President Obama plans to speak on the future of the U.S. mission in Afghanistan on Wednesday, senior administration officials said Monday.
The president is expected to announce his decision on the level of troop withdrawals, though it was unclear whether a final determination had been made. White House Press Secretary Jay Carney said at his daily briefing Monday that the president was “reviewing all of the options” and “is still in the process of finalizing” the size and scope of any proposed drawdown.
The venue for Obama’s Wednesday speech was not disclosed. On Thursday, the president will visit Ft. Drum in New York, which is home to the 10th Mountain Division that has been heavily involved in the fighting in Afghanistan and Iraq. Carney would not say whether the visit was tied to his announcement.
There are more than 100,000 U.S. troops in Afghanistan, of which about 30,000 are considered part of the so-called surge, a rapid buildup designed to stabilize the country while Afghanistan builds up its own forces to fight the Taliban.
Obama has said he would begin bringing U.S. troops home as soon as next month, but he has been in the process of deciding the size of the withdrawal. The killing of Osama bin Laden in May was a new factor being considered as Obama met with senior officials in recent weeks.

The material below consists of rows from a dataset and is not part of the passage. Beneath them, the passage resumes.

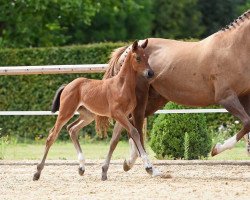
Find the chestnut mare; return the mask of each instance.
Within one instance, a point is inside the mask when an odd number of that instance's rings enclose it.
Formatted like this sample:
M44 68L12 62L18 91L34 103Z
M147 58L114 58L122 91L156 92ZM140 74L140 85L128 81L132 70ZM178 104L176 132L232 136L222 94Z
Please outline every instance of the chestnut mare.
M132 121L139 131L142 145L144 118L153 114L169 101L187 106L221 105L238 117L243 128L233 137L217 144L212 149L215 156L231 149L250 131L250 10L219 32L198 42L183 42L160 38L148 40L146 55L155 77L149 83L138 77L136 84L137 104ZM141 41L144 44L144 41ZM128 49L131 48L128 47ZM120 70L120 63L126 58L123 53L117 64L110 66L105 74L109 78ZM111 69L112 68L112 69ZM85 108L81 107L82 113ZM99 120L103 117L97 117ZM93 120L93 119L92 119ZM87 123L75 127L78 131ZM102 167L103 177L111 155L122 132L119 122L115 124L110 149ZM129 139L131 155L124 161L125 171L131 169L140 153L137 145ZM150 174L160 175L156 168Z
M107 116L118 121L128 131L130 137L133 138L142 156L145 168L149 170L152 168L152 164L140 143L138 131L128 120L128 115L136 106L135 86L137 77L143 75L146 78L152 78L154 75L148 64L148 57L144 53L146 46L147 40L141 46L138 46L137 41L135 41L131 50L126 52L126 59L124 59L121 70L110 79L77 78L68 85L59 88L52 106L52 111L59 109L59 114L47 138L43 159L37 165L37 172L34 174L33 180L40 178L51 145L58 137L61 128L73 117L80 106L84 106L91 113ZM122 48L122 51L124 51L124 48ZM80 118L73 122L70 127L82 123L82 121L84 121L84 118L81 118L80 115ZM85 160L78 138L74 133L75 131L70 131L70 136L78 154L79 174L83 175Z

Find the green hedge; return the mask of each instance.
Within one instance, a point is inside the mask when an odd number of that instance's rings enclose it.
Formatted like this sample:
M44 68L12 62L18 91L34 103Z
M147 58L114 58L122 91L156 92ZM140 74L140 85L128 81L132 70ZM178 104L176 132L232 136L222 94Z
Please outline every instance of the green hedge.
M100 43L58 48L0 50L0 66L107 63L111 51L124 43ZM84 76L101 79L102 74L0 76L0 110L50 110L55 91L64 83ZM3 134L34 139L47 135L55 116L1 116ZM83 130L95 135L94 125ZM68 138L65 129L60 138Z

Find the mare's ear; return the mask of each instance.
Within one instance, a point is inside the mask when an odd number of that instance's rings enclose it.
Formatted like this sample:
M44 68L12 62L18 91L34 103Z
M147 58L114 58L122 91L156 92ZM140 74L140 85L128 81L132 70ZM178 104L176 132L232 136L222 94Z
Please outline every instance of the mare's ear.
M142 43L141 47L142 47L143 49L145 49L145 48L147 47L147 45L148 45L148 39L146 39L146 40Z
M138 42L137 40L134 41L133 45L132 45L132 52L135 52L138 48Z

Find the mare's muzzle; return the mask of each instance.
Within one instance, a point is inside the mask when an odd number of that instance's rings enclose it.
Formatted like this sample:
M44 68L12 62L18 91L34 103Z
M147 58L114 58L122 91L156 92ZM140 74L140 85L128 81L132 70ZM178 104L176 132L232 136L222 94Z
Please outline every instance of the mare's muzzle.
M144 72L146 78L152 78L154 76L154 71L152 69L148 69Z

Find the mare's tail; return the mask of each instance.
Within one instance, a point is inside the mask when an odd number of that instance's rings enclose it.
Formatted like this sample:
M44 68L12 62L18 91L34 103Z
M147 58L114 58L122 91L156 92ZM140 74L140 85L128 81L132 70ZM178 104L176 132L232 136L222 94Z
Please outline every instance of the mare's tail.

The president faces conflicting pressures from a war-weary public and lawmakers and military officials who want a more modest drawdown. Carney said the president’s decision would be motivated by an assessment of the success of the mission to this point.
“There has been significant progress in disrupting, or halting, the momentum of the Taliban, and significant progress in stabilizing Afghanistan and the government to allow Afghan national security forces to build up, to train and prepare for taking over the lead,” Carney said. “So he looks at this decision as a part of a process, of a policy he put in motion.”